THE AJUDICATIVE PROCESS

The compositional hierarchy of the C.P.P. adjudicative process is as follow:

An applicant presents documented medical evidence to the first level of adjudication, which is the Ministerial Consideration.  Should disability be denied, applicants may then submit an appeal (within 90 days of the Ministers notification in writing) for Ministerial Reconsideration.   Should the disability again be denied, the applicant may submit an appeal to the Review Tribunal, where he or she would require proper representation.  It is at this stage that the Ministry is able to assess the credibility of the applicant.

The Review tribunal consist of a three member panel, composed of a physician, a layperson and a member of the Ministry.  Similar to a mediation, the tribunals usually take place in a hotel room.  Counsel for the Ministry is also present for cross examination.  The presentation of evidence is similar to that of a common law trial.  The applicant firstly presents evidence in chief by calling witnesses one by one.  These witnesses are then cross examined by the Minister’s representative.  The applicant is then permitted to reply to evidence not already addressed in chief.  The panel then may ask questions (in my experience the physician always asks questions of the applicant) and concludes by advising that a written decision will be rendered, which usually takes 60 to 90 days.

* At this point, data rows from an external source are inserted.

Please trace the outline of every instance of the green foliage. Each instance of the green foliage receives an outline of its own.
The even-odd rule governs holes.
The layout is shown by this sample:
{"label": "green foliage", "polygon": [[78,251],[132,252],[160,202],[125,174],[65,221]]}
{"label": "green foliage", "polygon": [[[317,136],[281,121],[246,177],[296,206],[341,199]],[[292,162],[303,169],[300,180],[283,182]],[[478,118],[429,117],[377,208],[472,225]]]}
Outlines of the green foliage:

Should the applicant again be denied, he or she may again submit an appeal to the Pension Appeals Board, (P.A.B.) which essentially follows the same regime.

CONCLUSION

In order to be in command of the case, it is absolutely vital that submissions offered in examination and during concluding submissions are properly tailored to the wording of s.42(2)(a).  Time is usually a minimum, given that the tribunals roll into town and hear many cases within a short span.  Each of my cases presented were completed within approximately 90 minutes – therefore it is important that you immediately target the theories of severe and prolonged during examinations in chief, while referring to the supportive medical evidence.   Your client’s credibility, blended with appropriate submissions indicating that he is she is incapable of regularly pursuing any substantially gainful occupation is prolonged is what must be concisely addressed.  During closing submission, keep the matters to a point.  There are other cases waiting to be heard and the tribunal will simply be wanting to hear your evidence, wrap it up and move onto the next case.  Although full disclosure of medical evidence is made prior, only address medical evidence that offers a diagnosis/prognosis relevant to s.42(2)(a) given the time limitations.

Lastly, and to again reiterate - if the medical evidence allows, focus heavily the theories of unpredictability and uncertainty.  These are the key terms that can be utilized as a focal point which can interweave all the terms and definition within the s.42(2)(a).